I was honoured recently by being asked to be one of the featured presenters at the first TEDx Toronto, a kind of mini-version of the famous TED conference that took place in at the Theatre Passe Muraille in Toronto on September 10th (which also happened to be my birthday). The title of my presentation was “Five Ways New Media Can Save Old Media,” and it was quite well received as far as I could tell. So I thought I would post the slides here – they are embedded if you are reading this via RSS – and the transcript. The TEDx organizers said that there would be video of all the talks available, so I will post that as well when it arrives.

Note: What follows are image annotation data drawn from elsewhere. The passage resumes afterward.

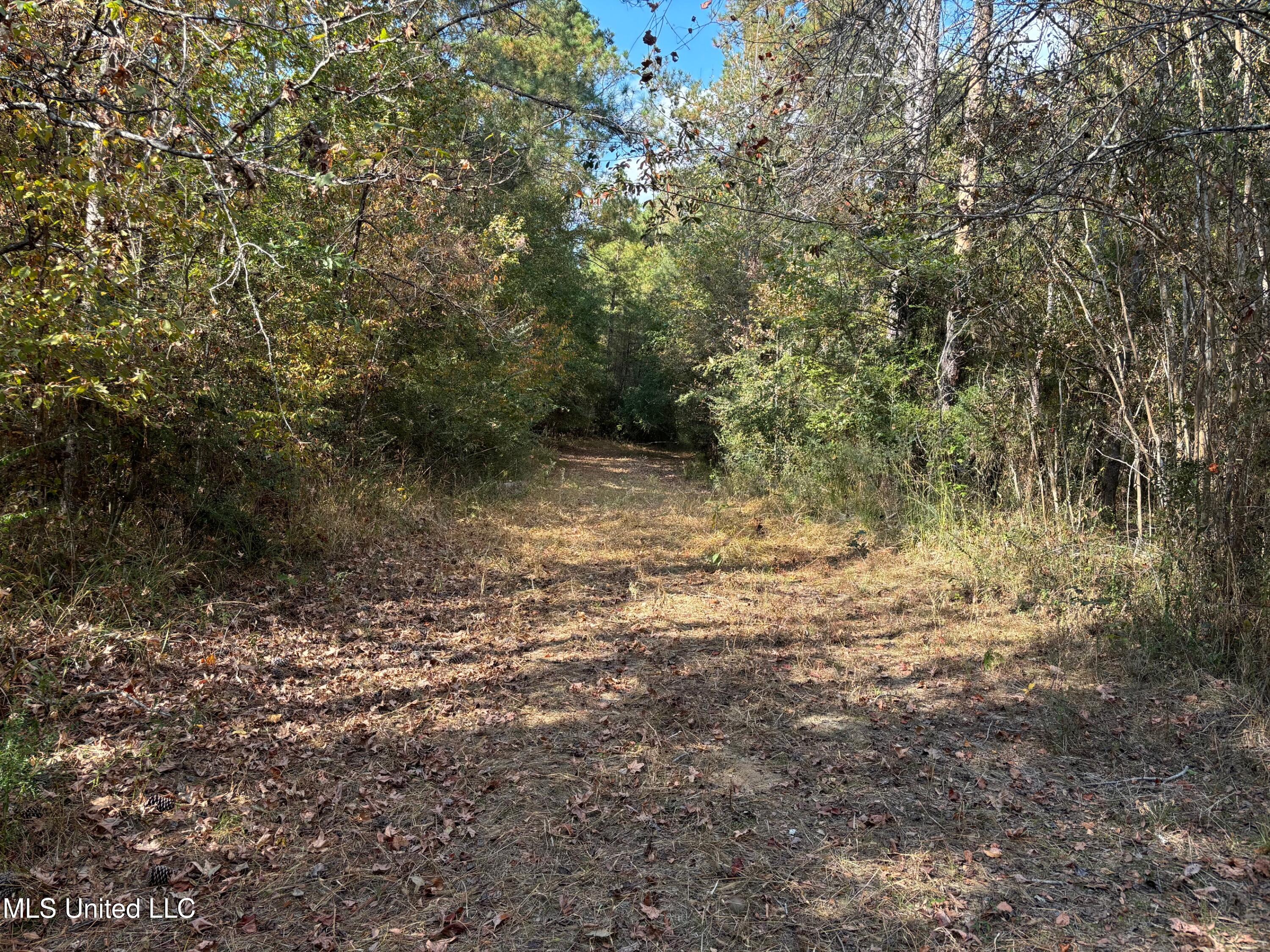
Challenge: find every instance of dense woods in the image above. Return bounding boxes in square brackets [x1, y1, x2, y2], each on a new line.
[7, 0, 1270, 685]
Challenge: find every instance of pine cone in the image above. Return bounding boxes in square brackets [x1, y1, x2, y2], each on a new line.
[147, 864, 171, 886]
[146, 793, 177, 814]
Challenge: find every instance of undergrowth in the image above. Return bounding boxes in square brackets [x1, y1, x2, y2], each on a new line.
[714, 443, 1270, 703]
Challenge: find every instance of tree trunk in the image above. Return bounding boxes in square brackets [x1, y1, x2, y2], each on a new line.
[939, 0, 993, 410]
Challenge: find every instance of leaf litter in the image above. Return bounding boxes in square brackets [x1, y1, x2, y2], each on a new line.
[2, 442, 1270, 952]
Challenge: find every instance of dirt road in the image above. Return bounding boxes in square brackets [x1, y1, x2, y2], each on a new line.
[13, 443, 1270, 952]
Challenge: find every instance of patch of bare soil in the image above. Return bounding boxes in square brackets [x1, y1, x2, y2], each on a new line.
[0, 443, 1270, 952]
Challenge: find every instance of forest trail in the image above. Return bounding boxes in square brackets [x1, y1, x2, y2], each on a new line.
[15, 443, 1270, 952]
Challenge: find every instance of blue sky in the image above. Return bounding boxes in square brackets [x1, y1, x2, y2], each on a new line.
[582, 0, 723, 83]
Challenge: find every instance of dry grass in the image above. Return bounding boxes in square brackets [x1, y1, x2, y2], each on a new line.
[2, 444, 1270, 952]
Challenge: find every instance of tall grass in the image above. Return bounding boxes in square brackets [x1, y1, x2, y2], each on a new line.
[716, 443, 1270, 699]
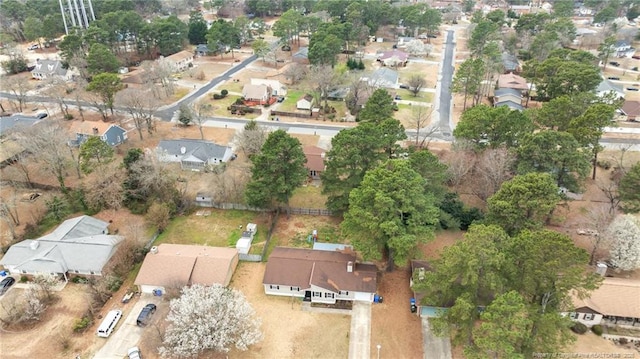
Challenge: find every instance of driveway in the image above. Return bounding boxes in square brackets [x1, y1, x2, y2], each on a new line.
[349, 301, 371, 359]
[93, 294, 162, 359]
[422, 317, 451, 359]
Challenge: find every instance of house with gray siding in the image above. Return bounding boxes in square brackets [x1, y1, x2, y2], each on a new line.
[262, 247, 377, 304]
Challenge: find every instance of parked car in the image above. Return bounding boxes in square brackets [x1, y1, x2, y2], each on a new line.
[136, 303, 156, 327]
[127, 347, 142, 359]
[0, 277, 16, 295]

Good afternoon, and thanks for joining me for this part of TEDx Toronto. I’m honoured to be included in this event with so many great speakers and thinkers. The title of this presentation is Five Ways New Media Will Save Old Media. If we look at that title, we can see there are three implicit assumptions: 1) old media needs to be saved; 2) old media can be saved; and 3) old media should be saved.
Let’s take those one at a time: does old media need to be saved? Revenues are dropping at many media entities, not just newspapers; circulation is stagnant at best, and some media outlets have already gone bankrupt or closed for good, or gone online-only. Let’s call that assumption “proven,” just for the sake of argument.
Can old media be saved? I believe that it can — although I have no proof of that. If I had proof that old media could be saved, I would be sitting on a beach somewhere. I think it’s also important to think about what we mean by using the word “saved.” Do we mean restoring traditional media to the good old days of 25-per-cent returns and rising readership? I don’t think that’s likely to happen.